Let $G$ be a group of order $240=2^4\cdot 3\cdot 5$.
Assume $G$ is simple, then
- show that there is no subgroup of index 2, 3, 4 or 5
- show that there is no subgroup of index 6
For the first item, the usual method seems to work:
Let $H\leq G$ where $[G:H] = 5$ then let $G$ act on the set of right cosets of $H$ by right multiplication.
Assume $\phi: G\to S_5$ to be its permutation representation. Since $G$ is simple this $\phi$ must be one-to-one which implies $G\cong \mathrm{im}(\phi) \leq G$. But this is impossible since $|S_5| = 5!=120$ while $|G|=240$.

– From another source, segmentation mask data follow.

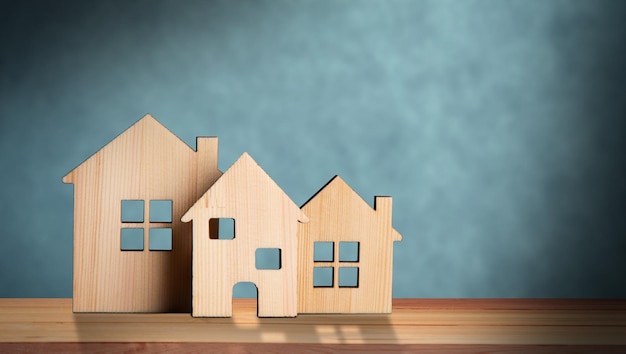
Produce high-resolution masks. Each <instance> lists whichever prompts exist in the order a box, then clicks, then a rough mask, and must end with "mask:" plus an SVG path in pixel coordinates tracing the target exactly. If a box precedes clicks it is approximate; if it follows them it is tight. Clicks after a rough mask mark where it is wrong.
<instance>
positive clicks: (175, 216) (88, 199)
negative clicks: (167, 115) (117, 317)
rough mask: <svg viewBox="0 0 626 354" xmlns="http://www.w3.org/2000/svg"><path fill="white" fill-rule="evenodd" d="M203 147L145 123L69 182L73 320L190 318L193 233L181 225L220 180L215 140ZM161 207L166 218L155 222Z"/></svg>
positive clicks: (76, 169) (94, 157)
mask: <svg viewBox="0 0 626 354" xmlns="http://www.w3.org/2000/svg"><path fill="white" fill-rule="evenodd" d="M197 144H198V151H197V152H196V151H194V150H193V149H191V148H190V147H189V146H188V145H187V144H185V143H184V142H183V141H182V140H180V139H179V138H178V137H176V136H175V135H174V134H173V133H172V132H170V131H169V130H168V129H167V128H165V127H164V126H163V125H161V124H160V123H159V122H158V121H156V120H155V119H154V118H153V117H152V116H150V115H146V116H144V117H143V118H141V119H140V120H139V121H137V122H136V123H135V124H133V125H132V126H131V127H129V128H128V129H127V130H126V131H124V132H123V133H121V134H120V135H119V136H117V137H116V138H115V139H113V140H112V141H111V142H109V143H108V144H107V145H105V146H104V147H103V148H101V149H100V150H98V151H97V152H96V153H95V154H93V155H92V156H91V157H89V158H88V159H87V160H85V161H84V162H83V163H81V164H80V165H79V166H78V167H76V168H75V169H73V170H72V171H71V172H69V173H68V174H67V175H66V176H65V177H64V178H63V181H64V182H65V183H72V184H74V185H75V189H74V191H75V193H74V275H73V280H74V293H73V309H74V311H75V312H188V311H190V309H191V257H190V254H191V227H190V226H189V225H187V224H183V223H182V222H180V217H181V216H182V215H183V213H184V212H185V211H187V209H188V208H189V207H190V206H191V205H192V204H193V202H195V201H196V200H197V198H198V197H199V196H200V195H201V194H202V193H204V192H205V191H206V190H207V189H208V188H209V187H210V185H211V184H212V183H213V182H214V181H215V180H217V178H218V177H219V176H221V174H222V173H221V171H219V169H217V158H218V156H217V138H198V140H197ZM130 204H133V205H139V209H138V211H137V213H138V214H137V215H135V216H134V217H133V218H132V219H130V220H128V219H125V217H124V214H123V211H124V205H130ZM159 205H160V206H163V205H165V206H166V207H165V209H166V212H165V213H166V214H168V215H163V216H160V217H156V216H155V217H153V214H154V213H153V211H155V210H157V206H159ZM153 207H154V208H153ZM129 239H131V240H133V244H132V247H130V248H128V247H125V246H124V241H125V240H129Z"/></svg>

For the second item. Let once again $H\leq G$ such that $[G:H] = 6$. Repeating the same argument does not work here, since $240 = |G| \leq |S_6| = 720$.
Any ideas on how to proceed? I prefer hints to complete solutions.

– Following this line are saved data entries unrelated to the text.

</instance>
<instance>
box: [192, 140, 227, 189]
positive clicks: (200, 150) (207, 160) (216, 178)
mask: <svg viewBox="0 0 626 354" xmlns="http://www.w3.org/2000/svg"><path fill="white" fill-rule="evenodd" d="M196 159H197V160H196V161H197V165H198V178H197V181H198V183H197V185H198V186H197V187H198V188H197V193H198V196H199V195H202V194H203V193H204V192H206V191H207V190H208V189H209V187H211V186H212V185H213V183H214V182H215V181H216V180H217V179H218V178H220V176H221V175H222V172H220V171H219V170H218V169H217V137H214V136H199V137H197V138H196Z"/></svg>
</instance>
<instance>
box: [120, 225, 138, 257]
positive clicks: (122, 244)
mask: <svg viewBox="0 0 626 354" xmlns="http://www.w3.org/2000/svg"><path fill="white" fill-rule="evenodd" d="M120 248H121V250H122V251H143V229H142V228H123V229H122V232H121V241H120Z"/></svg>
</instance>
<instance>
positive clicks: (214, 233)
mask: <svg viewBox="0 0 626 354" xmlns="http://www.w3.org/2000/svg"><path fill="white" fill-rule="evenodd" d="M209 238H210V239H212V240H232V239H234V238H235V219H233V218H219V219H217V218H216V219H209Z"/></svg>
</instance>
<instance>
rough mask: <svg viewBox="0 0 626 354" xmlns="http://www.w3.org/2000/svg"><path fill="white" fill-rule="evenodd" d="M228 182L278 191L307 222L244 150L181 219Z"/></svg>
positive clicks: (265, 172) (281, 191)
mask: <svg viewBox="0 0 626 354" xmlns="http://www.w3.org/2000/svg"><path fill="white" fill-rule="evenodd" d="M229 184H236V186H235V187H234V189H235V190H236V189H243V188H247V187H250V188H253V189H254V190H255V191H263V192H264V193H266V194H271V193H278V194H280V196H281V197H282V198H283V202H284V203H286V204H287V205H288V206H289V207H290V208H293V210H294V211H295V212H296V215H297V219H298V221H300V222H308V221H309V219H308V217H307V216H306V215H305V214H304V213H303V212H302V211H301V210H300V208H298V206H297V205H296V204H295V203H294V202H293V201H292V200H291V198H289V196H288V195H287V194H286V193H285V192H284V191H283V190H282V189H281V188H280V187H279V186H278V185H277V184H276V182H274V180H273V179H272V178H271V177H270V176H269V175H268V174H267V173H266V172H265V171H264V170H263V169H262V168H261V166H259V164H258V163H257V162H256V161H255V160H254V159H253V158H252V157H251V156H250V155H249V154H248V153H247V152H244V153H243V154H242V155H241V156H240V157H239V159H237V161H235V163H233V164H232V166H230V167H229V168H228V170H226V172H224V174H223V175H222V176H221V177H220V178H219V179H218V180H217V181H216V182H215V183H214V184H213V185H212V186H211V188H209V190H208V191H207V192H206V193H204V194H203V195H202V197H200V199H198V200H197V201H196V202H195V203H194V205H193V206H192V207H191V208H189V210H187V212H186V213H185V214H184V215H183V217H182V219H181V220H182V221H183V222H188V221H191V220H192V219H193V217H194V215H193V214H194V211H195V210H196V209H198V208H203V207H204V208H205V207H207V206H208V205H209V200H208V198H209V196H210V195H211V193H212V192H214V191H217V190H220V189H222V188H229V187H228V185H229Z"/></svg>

Perhaps I could use the theorem $[G:H] = [G:K]\cdot [K:H]$ if I would find a $K$ such that $H\leq K\leq G$. (I doubt it though)
Let $\varphi: G \to S_6$ be the permutation representation on the six cosets. This is an embedding since $G$ is simple, so we identify $G$ with a subgroup of $S_6$. Simplicity implies all elements of $G$ must be even permutation. Hence $G\leq A_6$, but $240\nmid 360$.
An off-topic comment: There is in fact no simple group of order $240$.